Le 16 octobre 2017, la journaliste maltaise Daphne Caruana Galizia mourait dans l’explosion de sa voiture, à quelques dizaines de mètres de son domicile. Cet assassinat, sur le sol de l’Union européenne, d’une journaliste indépendante qui dénonçait la corruption à Malte, a choqué l’ensemble du continent.

Le « projet Daphne » a alors été lancé par à l’initiative du réseau « Forbidden Stories », créé en octobre 2017. Ce réseau est né de la volonté de Laurent Richard, journaliste de l’agence française de production Premières Lignes, et Bastian Obermayer, journaliste d’investigation allemand à l’origine des « Panama Papers », afin de poursuivre les enquêtes des journalistes menacés, emprisonnés ou assassinés.

Liberté d’action et de ton

Pendant cinq mois, 45 journalistes de quinze pays, représentant 18 médias, dont, en France, Le Monde, Radio France, France 2 et Premières Lignes ; au Royaume-Uni, le Guardian et Reuters ; en Allemagne, la Süddeutsche Zeitung ; aux Etats-Unis, le New York Times ; ou encore le Times of Malta, ont travaillé ensemble, dans le secret, sur la mort de la journaliste maltaise et relancé ses enquêtes. Le « projet Daphne » est le premier coordonné par le réseau « Forbidden Stories ». Plusieurs volets de ces enquêtes seront publiés dans les jours prochains.
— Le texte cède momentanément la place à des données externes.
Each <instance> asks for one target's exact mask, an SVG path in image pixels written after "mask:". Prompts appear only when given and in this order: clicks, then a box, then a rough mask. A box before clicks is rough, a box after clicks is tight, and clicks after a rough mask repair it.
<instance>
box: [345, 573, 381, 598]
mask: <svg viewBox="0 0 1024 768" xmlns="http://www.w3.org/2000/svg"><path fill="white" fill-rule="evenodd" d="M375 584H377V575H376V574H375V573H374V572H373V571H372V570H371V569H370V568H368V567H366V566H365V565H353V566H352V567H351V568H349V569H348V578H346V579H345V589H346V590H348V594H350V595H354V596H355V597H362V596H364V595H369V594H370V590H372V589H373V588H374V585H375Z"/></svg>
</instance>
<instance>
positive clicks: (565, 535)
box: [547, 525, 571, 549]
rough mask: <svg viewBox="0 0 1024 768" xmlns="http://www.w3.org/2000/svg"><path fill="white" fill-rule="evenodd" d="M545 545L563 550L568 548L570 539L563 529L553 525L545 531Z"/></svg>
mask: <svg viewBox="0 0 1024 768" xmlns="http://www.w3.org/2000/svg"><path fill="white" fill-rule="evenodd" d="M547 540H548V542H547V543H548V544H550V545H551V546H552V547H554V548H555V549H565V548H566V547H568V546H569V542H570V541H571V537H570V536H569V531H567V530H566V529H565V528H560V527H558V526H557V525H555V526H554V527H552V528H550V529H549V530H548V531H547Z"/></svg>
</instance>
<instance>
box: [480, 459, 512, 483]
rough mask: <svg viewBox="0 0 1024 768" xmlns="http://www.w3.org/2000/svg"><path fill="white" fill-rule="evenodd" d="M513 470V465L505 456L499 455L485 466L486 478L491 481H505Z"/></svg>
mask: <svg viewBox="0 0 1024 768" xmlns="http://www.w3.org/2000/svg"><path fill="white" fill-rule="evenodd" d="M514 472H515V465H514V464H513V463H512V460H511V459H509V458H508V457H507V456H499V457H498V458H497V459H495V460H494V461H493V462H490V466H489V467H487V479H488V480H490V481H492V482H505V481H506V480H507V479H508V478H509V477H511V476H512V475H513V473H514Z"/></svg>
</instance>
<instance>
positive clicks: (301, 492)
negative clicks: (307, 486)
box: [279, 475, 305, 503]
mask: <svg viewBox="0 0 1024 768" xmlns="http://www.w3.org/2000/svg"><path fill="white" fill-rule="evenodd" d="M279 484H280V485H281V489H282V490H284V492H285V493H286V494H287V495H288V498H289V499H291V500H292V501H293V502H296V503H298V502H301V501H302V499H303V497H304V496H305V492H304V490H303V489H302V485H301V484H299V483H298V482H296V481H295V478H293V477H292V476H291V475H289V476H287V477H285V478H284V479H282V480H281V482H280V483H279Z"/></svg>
Tuée à l’âge de 53 ans, Daphne Caruana Galizia travaillait comme journaliste à Malte depuis 1987. Après avoir collaboré à plusieurs journaux, elle avait lancé un blog indépendant en 2008, « Running Commentary ». Attachée à sa liberté d’action et de ton, en dépit de sa proximité avec le Parti nationaliste (centre droit), la journaliste maltaise multipliait les révélations sur la corruption au sein du pouvoir maltais. Elle visait particulièrement le premier ministre travailliste, Joseph Muscat, bien qu’elle se soit attaquée, peu avant sa mort, aux affaires impliquant le Parti nationaliste.

Dans une île ultrapolarisée entre les camps travailliste et nationaliste, les écrits de Daphne Caruana Galizia étaient parfois vindicatifs, voire diffamatoires, insuffisamment étayés. C’est pourtant bien elle qui, seule, sur son blog, a permis de révéler plusieurs scandales d’ampleur à Malte, suivis dans toute l’Europe, comme la création, par des dirigeants, de sociétés offshore au Panama. Ensemble, le groupe de journalistes réuni par « Forbidden Stories » s’est fait fort de poursuivre ses enquêtes, en toute indépendance.